Monte Carlo methods have been crucial in many scientific endeavors, ranging from physics to biochemistry, and have recently become very popular in the statistics community. I will describe a few applications of the MCMC methodology in bioinformatics, nonparametric Bayes computation, model selection, clustering, etc.
Statistical Methods and the Analysis of Traffic Data
John Rice
University of California, Berkeley
A traffic performance measurement system, PeMS, currently functions as repository for traffic data gathered by thousands of automatic sensors all over the state of California. It has integrated data collection, processing, and communications infrastructure with data storage and analytical tools.
PeMS is a joint effort by the California Department of Transportation (Caltrans), the University of California, Berkeley, and PATH, the Partnership for Advanced Technology on the Highways. The software that has been developed in conjunction with this project, the Performance Measurement System, PeMS, is a traffic data collection, processing and analysis tool to assist traffic engineers in assessing the performance of the freeway system. PeMS extracts information from real-time and historical data and presents this information in various forms to assist managers, traffic engineers, planners, freeway users, researchers, and traveler information service providers.
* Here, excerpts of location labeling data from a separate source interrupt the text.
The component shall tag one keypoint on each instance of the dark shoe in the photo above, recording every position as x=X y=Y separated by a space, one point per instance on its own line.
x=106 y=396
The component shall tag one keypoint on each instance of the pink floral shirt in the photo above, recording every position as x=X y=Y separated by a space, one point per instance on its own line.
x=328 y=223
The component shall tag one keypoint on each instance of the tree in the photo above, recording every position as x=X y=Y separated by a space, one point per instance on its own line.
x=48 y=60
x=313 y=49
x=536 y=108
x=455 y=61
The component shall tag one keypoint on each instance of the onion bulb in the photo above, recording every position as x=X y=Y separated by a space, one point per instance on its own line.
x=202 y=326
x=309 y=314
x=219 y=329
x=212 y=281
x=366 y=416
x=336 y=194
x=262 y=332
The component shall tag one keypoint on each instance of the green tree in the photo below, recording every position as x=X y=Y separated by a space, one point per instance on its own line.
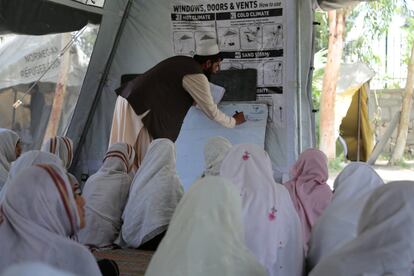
x=401 y=142
x=377 y=16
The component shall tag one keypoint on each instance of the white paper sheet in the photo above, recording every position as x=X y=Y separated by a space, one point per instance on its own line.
x=197 y=129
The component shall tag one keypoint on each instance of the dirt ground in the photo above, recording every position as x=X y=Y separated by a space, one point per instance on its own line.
x=388 y=173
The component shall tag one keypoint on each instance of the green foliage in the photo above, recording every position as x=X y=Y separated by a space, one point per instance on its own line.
x=336 y=165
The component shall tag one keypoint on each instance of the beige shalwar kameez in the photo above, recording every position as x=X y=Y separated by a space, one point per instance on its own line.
x=128 y=127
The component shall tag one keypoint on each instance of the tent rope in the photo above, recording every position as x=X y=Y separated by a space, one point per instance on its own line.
x=61 y=53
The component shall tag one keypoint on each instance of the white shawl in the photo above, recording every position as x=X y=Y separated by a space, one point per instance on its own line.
x=8 y=142
x=205 y=237
x=39 y=213
x=215 y=150
x=34 y=269
x=29 y=159
x=106 y=193
x=62 y=147
x=271 y=223
x=154 y=194
x=338 y=224
x=385 y=240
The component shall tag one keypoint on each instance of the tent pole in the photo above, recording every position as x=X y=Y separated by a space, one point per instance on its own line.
x=359 y=126
x=299 y=78
x=102 y=83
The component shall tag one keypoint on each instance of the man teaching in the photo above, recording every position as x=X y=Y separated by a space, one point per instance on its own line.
x=154 y=104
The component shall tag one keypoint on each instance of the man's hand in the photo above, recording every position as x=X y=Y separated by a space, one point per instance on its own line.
x=239 y=117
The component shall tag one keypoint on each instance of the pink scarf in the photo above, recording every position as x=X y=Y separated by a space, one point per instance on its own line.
x=308 y=189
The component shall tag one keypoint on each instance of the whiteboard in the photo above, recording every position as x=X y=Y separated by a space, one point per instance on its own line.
x=197 y=129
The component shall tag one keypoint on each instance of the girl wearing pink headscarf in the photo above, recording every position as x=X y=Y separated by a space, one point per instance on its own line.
x=308 y=189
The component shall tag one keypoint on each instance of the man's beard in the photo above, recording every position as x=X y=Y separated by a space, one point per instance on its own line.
x=207 y=73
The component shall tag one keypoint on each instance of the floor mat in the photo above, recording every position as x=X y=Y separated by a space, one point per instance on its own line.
x=131 y=262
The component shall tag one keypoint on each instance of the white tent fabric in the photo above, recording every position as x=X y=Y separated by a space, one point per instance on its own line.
x=25 y=58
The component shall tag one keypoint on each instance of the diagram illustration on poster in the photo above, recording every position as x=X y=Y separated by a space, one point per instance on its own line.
x=184 y=43
x=273 y=36
x=273 y=73
x=229 y=39
x=250 y=34
x=251 y=38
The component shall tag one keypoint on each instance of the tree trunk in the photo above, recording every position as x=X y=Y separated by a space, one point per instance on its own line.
x=398 y=152
x=327 y=103
x=60 y=91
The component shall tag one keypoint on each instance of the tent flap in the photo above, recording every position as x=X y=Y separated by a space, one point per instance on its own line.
x=37 y=17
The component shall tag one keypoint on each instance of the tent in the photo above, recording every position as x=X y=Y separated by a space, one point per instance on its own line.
x=351 y=112
x=135 y=35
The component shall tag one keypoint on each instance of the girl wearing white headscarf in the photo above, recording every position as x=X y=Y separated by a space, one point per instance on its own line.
x=215 y=150
x=29 y=159
x=338 y=224
x=62 y=147
x=34 y=269
x=154 y=194
x=106 y=193
x=39 y=214
x=205 y=236
x=272 y=226
x=385 y=239
x=9 y=151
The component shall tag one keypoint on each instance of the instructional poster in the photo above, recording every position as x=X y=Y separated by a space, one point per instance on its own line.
x=250 y=34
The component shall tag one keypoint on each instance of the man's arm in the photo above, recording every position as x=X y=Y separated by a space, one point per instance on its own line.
x=198 y=87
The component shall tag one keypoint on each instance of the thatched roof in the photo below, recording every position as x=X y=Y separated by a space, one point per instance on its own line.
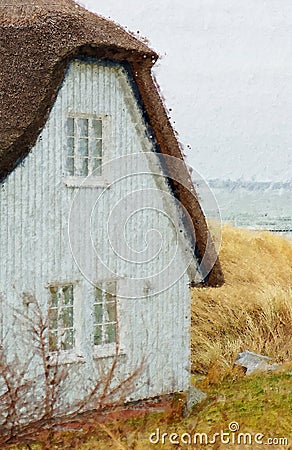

With PeMS, Caltrans managers can instantaneously obtain a uniform, and comprehensive assessment of the performance of their freeways. Traffic engineers can base their operational decisions on knowledge of the current state of the freeway network. Planners can determine whether congestion bottlenecks can be alleviated by improving operations or by minor capital improvements. Traffic control equipment (ramp-metering and changeable message signs) can be optimally placed and evaluated. In short, PeMS can serve to guide and assess the deployment of intelligent transportation systems. More information about PeMS can be found at http://pems.eecs.berkeley.edu/Public/
In these lectures, I will give an overview of PeMS, and will concentrate on presenting and explaining the statistical methodology that is part of PeMS. In particular, I will focus on detecting sensor malfunction, imputation of missing or bad data, and estimation of velocity and forecasting of travel times on freeway networks. We will see that a variety of modern statistical techniques are applicable in this setting.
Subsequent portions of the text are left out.